Northview and Southview High School parking lots, spotted with cracked concrete and potholes, are set to be resurfaced this summer.
Alan Bacho, director of facilities, and Superintendent Brad Rieger presented a resolution to place the resurfacing and improvement project, estimated at $1.9 million, out to bid. School Board members approved the resolution 5-0 at the meeting Monday night.
The district has been putting off the major improvement project, performing minimal repairs to broken or “splintered” concrete, officials said. Mr. Bacho explained that the “asphalt is failing” and could worsen considering the harsh winter conditions. The project entails rebuilding the base as well as repaving the lots, he said.
“When it [Southview’s parking lot] was put in, a special mix was used for a base, made of recycled product,” he said. That product, although widely used, held water, he said, adding that the parking lots were constructed in the 1970s and neither Southview nor Northview have had any major resurfacing since.

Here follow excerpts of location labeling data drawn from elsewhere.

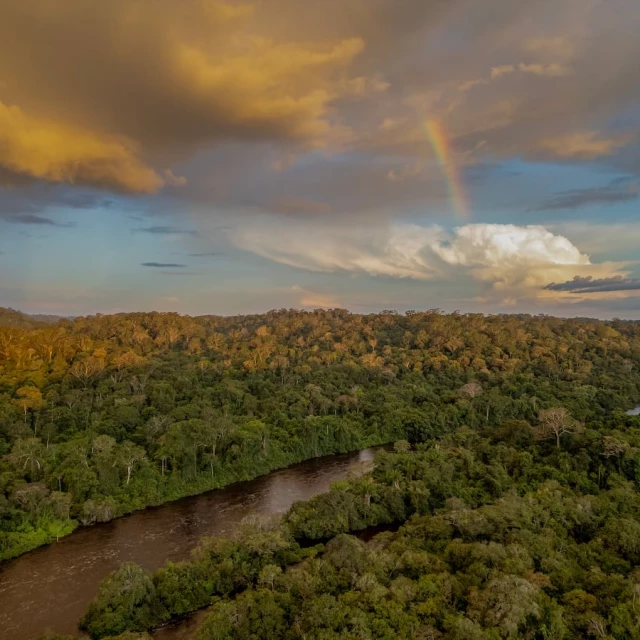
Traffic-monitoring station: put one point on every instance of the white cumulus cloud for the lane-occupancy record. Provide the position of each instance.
(505, 257)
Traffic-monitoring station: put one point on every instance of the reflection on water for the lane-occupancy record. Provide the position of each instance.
(50, 587)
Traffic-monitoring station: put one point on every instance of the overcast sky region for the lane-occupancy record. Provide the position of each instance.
(210, 156)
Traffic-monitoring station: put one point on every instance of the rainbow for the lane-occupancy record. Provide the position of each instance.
(442, 148)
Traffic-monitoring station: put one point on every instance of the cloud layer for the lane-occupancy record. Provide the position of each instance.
(504, 256)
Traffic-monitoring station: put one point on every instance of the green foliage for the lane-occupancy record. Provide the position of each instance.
(511, 546)
(126, 600)
(134, 600)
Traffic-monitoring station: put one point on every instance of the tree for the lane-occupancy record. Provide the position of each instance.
(471, 390)
(28, 456)
(29, 398)
(129, 455)
(126, 600)
(557, 422)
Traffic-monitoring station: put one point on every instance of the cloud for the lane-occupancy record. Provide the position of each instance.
(160, 80)
(586, 145)
(206, 97)
(505, 257)
(56, 152)
(293, 206)
(173, 180)
(32, 219)
(315, 299)
(164, 230)
(622, 189)
(590, 285)
(163, 265)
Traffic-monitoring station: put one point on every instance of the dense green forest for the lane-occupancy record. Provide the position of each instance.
(508, 534)
(106, 414)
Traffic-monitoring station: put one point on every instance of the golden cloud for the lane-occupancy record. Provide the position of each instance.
(59, 153)
(585, 145)
(93, 85)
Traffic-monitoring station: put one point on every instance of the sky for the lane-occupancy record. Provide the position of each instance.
(222, 157)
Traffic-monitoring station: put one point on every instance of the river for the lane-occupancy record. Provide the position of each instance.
(50, 588)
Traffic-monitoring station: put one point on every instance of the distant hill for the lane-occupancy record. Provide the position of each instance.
(13, 318)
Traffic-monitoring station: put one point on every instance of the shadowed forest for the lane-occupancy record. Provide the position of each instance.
(515, 467)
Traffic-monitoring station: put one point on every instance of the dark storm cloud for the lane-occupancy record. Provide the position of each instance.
(511, 79)
(163, 265)
(32, 219)
(590, 285)
(622, 189)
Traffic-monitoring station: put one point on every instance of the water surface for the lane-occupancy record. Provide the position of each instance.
(49, 588)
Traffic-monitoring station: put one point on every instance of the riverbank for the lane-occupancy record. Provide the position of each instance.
(52, 586)
(174, 490)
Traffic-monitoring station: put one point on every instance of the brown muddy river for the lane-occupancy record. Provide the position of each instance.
(49, 588)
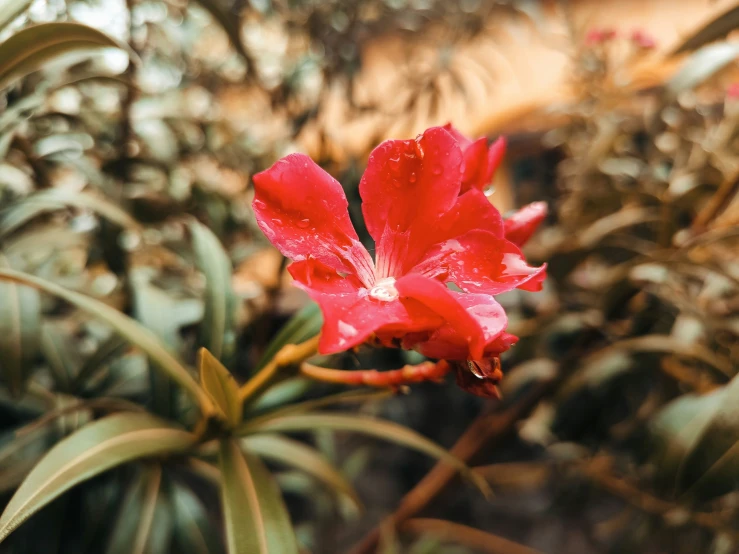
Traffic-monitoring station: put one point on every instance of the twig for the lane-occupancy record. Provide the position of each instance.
(426, 371)
(597, 470)
(289, 354)
(719, 201)
(487, 428)
(465, 536)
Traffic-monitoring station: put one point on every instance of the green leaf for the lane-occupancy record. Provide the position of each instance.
(20, 213)
(701, 65)
(345, 397)
(125, 326)
(711, 466)
(20, 332)
(255, 516)
(193, 532)
(133, 524)
(301, 456)
(59, 351)
(676, 429)
(217, 330)
(97, 447)
(10, 9)
(31, 48)
(281, 393)
(110, 349)
(221, 386)
(305, 324)
(715, 29)
(384, 430)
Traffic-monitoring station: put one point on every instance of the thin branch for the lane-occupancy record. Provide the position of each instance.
(598, 471)
(484, 431)
(465, 536)
(290, 354)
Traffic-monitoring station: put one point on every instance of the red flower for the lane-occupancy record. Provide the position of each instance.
(480, 162)
(426, 235)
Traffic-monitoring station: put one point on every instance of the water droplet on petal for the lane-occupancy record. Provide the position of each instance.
(475, 369)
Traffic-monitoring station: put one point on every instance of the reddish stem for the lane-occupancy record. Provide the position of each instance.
(426, 371)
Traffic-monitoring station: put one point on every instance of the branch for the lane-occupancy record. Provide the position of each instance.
(465, 536)
(484, 431)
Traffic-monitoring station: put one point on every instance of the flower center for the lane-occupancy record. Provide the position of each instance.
(384, 290)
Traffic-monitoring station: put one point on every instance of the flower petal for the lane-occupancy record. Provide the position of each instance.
(484, 384)
(303, 211)
(351, 315)
(407, 186)
(479, 261)
(436, 296)
(522, 224)
(480, 162)
(449, 344)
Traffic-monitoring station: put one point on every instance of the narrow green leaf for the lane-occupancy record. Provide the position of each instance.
(305, 458)
(221, 386)
(255, 516)
(10, 9)
(21, 212)
(111, 348)
(676, 429)
(217, 329)
(134, 521)
(20, 332)
(305, 324)
(125, 326)
(97, 447)
(385, 430)
(31, 48)
(162, 528)
(58, 350)
(345, 397)
(281, 393)
(193, 531)
(711, 465)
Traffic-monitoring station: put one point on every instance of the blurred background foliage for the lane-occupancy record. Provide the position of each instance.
(128, 135)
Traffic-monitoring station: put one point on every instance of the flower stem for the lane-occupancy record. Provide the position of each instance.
(289, 354)
(426, 371)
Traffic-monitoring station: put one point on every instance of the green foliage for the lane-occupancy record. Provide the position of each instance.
(126, 252)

The project, expected to begin in the summer with a fall completion date, would resurface most of Southview’s parking lot. A segment of parking located in the front of the building and part of Cougar Lane, a road that winds from Sylvania Avenue through the parking lots to the back of the property, are newer construction and in good condition, he said.
Northview had part of its lot near the Performing Arts Center recently rebuilt. Parking near the indoor pool, all the way around the building will be replaced. Also, an overflow student parking lot on the corner of Silica Drive and Monroe Street will be resurfaced.
Mr. Bach said if the newly surfaced lots are well maintained, including coating with crack sealant and striping, they could have a lifespan of 15 to 20 years.
The project is not expected to disrupt school summer events or classes, as the contract specifies undertaking improvements in sections, maintaining parking in other areas, he said.
Proceeds from the sale of Central Elementary will fund the project. The school sold the property for $2.25 million in January. Any residual funds would go toward buses and repairing roofs at Timberstone Junior High and Whiteford Elementary School, Mr. Rieger said.